|
| In parts of India, China, and parts of Nepal and Vietnam, sex-selective abortion occurs regularly. Mothers in these countries often face pressures that encourage them to have boys and punish them for having girls. |
| Photo courtesy of the David and Lucile Packard Foundation. |
Sex-selection abortion is one of the most controversial issues in reproductive health, often dividing people who are otherwise committed to expanding access to reproductive health services. Advocates for reproductive choice are often torn between their desire to allow women to choose when and if to have children, and their own personal disagreement with the basis for that choice.
Sex-selective abortion has also led to country-wide effects. In countries w here sex-selective abortion occurs regularly, 108 boys or more are born for every 100 girls (without human interference, 104-107 boys are typically born for every 100 girls). In response to these skewed ratios, the governments of these countries have banned sex detection tests and, in a few cases, also sex-selective abortion to prevent women from choosing abortions based on the gender of their fetus.

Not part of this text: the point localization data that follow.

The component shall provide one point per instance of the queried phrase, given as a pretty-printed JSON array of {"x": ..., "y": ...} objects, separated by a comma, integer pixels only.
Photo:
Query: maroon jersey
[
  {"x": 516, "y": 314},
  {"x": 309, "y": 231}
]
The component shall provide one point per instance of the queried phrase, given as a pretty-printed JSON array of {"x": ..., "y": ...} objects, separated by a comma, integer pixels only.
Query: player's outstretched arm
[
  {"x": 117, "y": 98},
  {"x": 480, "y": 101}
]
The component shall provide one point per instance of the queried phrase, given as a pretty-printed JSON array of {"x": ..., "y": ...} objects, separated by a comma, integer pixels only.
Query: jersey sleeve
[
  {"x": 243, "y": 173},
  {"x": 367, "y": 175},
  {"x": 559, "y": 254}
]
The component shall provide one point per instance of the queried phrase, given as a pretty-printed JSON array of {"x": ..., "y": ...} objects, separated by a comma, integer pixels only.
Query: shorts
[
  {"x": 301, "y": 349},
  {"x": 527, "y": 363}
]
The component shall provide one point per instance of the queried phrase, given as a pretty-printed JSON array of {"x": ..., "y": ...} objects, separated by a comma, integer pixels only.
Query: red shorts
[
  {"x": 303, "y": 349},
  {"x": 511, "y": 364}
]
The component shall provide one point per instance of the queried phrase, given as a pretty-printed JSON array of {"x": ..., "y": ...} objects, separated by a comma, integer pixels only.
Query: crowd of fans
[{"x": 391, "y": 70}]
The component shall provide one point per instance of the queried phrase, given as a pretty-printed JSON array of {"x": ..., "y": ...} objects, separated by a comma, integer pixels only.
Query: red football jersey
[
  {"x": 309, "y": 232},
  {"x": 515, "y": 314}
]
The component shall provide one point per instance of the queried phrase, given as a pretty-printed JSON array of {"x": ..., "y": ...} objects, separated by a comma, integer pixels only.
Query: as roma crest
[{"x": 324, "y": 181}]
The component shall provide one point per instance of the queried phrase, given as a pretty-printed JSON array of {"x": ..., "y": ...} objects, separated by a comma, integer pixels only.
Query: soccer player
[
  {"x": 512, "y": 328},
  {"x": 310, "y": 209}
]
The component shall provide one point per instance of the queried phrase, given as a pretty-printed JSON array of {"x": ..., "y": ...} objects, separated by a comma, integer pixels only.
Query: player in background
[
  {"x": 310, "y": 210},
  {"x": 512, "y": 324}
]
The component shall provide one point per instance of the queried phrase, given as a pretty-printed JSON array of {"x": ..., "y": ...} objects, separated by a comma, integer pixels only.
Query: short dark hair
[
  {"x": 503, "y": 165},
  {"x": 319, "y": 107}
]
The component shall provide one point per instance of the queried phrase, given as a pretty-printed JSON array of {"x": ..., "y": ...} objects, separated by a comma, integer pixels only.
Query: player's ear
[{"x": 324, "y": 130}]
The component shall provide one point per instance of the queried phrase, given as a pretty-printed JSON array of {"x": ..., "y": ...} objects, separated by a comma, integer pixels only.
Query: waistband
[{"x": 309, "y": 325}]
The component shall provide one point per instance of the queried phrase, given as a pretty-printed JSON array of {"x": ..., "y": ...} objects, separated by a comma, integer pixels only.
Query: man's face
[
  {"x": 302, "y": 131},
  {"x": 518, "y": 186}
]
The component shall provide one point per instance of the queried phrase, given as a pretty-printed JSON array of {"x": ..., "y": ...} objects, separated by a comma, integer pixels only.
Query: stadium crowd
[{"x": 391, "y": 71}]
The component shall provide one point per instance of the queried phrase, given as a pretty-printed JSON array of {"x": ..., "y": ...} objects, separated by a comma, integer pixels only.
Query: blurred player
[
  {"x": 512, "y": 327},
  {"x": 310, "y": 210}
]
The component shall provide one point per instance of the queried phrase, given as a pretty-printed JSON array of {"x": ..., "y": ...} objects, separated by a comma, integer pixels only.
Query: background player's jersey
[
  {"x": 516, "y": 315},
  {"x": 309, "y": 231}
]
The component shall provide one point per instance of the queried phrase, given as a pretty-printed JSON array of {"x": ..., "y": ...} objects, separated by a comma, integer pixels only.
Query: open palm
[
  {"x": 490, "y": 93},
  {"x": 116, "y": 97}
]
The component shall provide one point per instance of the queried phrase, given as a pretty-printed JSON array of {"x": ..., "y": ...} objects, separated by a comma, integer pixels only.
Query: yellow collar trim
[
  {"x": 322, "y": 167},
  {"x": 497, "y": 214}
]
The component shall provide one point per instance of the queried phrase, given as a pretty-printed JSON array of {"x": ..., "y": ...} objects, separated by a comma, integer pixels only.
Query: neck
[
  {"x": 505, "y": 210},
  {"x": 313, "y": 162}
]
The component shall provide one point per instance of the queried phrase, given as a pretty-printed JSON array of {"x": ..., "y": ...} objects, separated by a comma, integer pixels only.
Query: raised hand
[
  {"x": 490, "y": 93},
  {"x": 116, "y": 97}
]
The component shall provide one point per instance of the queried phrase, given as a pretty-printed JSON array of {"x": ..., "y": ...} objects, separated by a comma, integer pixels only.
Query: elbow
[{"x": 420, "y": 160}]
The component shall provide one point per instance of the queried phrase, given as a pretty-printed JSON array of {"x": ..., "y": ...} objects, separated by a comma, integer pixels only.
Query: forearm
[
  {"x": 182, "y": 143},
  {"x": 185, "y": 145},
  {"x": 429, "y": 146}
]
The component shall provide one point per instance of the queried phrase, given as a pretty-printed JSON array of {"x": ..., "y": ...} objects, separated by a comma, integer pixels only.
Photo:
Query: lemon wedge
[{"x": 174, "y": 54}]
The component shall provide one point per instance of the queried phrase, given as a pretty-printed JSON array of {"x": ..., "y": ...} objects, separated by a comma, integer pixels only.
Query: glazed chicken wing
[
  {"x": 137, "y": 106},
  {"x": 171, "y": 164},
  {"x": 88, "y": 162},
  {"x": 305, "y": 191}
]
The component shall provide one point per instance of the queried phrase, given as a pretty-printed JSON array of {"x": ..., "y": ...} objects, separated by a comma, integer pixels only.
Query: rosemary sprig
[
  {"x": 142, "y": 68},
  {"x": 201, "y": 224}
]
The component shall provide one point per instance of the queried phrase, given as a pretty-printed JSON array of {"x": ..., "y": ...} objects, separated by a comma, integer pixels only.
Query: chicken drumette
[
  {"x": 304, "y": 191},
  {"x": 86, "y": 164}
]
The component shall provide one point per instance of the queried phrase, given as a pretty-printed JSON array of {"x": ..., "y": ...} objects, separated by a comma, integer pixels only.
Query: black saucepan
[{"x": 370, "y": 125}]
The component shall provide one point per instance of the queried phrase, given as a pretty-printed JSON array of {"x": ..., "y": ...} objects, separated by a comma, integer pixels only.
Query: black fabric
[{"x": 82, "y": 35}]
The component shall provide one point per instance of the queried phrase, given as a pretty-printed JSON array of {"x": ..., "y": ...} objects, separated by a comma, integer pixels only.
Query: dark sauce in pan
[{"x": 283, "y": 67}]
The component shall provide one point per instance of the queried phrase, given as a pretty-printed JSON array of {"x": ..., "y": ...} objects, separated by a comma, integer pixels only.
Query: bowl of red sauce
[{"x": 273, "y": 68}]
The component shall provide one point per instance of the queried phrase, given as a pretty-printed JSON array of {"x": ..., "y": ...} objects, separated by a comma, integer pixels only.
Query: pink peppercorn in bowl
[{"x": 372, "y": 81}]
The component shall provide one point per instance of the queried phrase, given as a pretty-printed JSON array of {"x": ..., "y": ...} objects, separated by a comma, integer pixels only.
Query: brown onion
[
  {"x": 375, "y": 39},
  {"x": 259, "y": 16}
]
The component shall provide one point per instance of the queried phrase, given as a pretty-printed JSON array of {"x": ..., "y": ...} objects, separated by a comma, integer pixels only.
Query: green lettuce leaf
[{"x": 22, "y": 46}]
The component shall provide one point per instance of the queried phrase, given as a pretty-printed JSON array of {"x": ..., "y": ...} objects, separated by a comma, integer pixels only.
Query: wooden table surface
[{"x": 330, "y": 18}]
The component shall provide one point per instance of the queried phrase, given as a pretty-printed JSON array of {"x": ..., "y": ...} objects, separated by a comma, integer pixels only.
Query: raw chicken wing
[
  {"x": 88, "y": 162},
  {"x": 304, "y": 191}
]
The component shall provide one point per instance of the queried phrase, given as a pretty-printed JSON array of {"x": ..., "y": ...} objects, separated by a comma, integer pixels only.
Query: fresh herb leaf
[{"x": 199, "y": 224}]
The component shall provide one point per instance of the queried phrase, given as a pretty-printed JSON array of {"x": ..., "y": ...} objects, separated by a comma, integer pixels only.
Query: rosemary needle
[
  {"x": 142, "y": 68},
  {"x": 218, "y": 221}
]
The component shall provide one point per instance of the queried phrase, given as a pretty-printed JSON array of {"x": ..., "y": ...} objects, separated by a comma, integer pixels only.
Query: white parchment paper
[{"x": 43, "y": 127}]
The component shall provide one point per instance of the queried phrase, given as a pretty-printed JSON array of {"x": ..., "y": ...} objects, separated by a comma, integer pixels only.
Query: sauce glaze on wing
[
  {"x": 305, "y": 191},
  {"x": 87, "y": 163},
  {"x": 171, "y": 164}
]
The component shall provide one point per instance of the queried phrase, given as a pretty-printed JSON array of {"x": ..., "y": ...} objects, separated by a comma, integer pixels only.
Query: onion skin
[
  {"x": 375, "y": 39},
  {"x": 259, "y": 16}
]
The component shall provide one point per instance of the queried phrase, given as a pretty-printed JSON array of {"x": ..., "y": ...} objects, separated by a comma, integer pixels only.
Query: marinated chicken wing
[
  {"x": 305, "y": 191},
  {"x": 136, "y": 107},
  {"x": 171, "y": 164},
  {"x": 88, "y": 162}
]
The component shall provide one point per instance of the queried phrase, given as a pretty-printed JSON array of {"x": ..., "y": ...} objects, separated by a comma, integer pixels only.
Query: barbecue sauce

But according to a new article in Reproductive Health Matters by Ipas Senior Research and Policy Advisor Bela Ganatra, such policies have only minimally reduced these abortions. Additionally, these policies have also greatly reduced women’s access to second-trimester abortion for legal and legitimate reasons, often putting their lives and access to health care at risk.
For years, China, South Korea, and parts of India, Vietnam and Nepal have had a strong preference for sons. Both cultural factors (such as males having a higher place in society) and economic factors (such as the need for men to work as farmhands in rural areas) play a part in these preferences. These countries also have laws that, in practice, permit abortion on a variety of grounds.
For more than 20 years the tool that has allowed health-care providers to determine the sex of a fetus has been ultrasound. But ultrasound is common in the public and private sector, and it is also used for purposes unrelated to sex selection, Ganatra says. Therefore, attempts to link ultrasound with sex selection makes laws banning sex-selection tests difficult, if not impossible, to enforce.
Instead, the focus in many countries has shifted to abortions that follow sex selection. But proving that an abortion occurs for reasons related to the sex of the fetus is equally difficult. Ultrasound sessions and abortions are usually performed by different health-care providers, often in different facilities and even different areas.
As a result, tremendous pressure emerges to control and restrict all second-trimester abortions. Providers, afraid of being accused of providing sex-selective abortions, may limit their services to the first trimester, even when second-trimester services are legal. Media campaigns to discourage sex-selective abortions sometimes take on imagery that condemns or vilifies all abortion services: television and print advertisements feature well-formed fetuses left in wells, lakes and drains; billboard ads use "feticide" and other loaded words that personify the fetus. In parts of India, fundamentalist religious leaders are also becoming actively involved with the sex-selection campaigns and are using for the efforts as a tool to restrict abortion for any reason.
The effect of these campaigns is that obtaining legitimate abortion services can be more difficult for the women who already have difficulty accessing safe services: poor, rural, and less educated women. These women are often unable to obtain services until the second trimester or even unaware that abortion is legal, Ganatra says.
The underlying cultural and economic factors that favor boys over girls, not ultrasound access, drive sex-selective abortion, Ganatra says. In India and Vietnam sex ratios differ by geography, becoming more unbalanced in areas with a greater preference for sons and falling to normal in areas without son preference. These differences appear despite widespread access to ultrasound throughout these countries. Ultrasound is commonly available in Japan, but a lack of son preference has led to normal sex ratios. Even in countries that put strong legal limits on abortion, such as Pakistan and Afghanistan, sex ratios may be more balanced, but son preference still exists in the form of higher infant and childhood mortality for girls as compared to boys.
"A ban on sex detection tests has a place, but the successful implementation of this depends largely on self regulation by individual providers and the commitment to medical ethics and vigilance exercised by medical professional bodies," Ganatra says.
Fortunately, some countries are making broader efforts to attack the root of this problem by making daughters more wanted. In South Korea, sex ratios, which were once greatly imbalanced, are now returning to normal after women gained status in society through employment opportunities, increased education, and parents with enough money to be financially secure without dependence on their sons."Correcting the imbalances in the sex ratio at birth is a complex issue without easy answers,"Ganatra says. "Sex-ratio balance cannot be achieved by controlling the technology of sex detection, nor by controlling women's access to safe abortion since neither of these are the root causes. Strategies should focus on countering the gender inequality that drives son preference. This is the only sustainable way to reduce sex selection."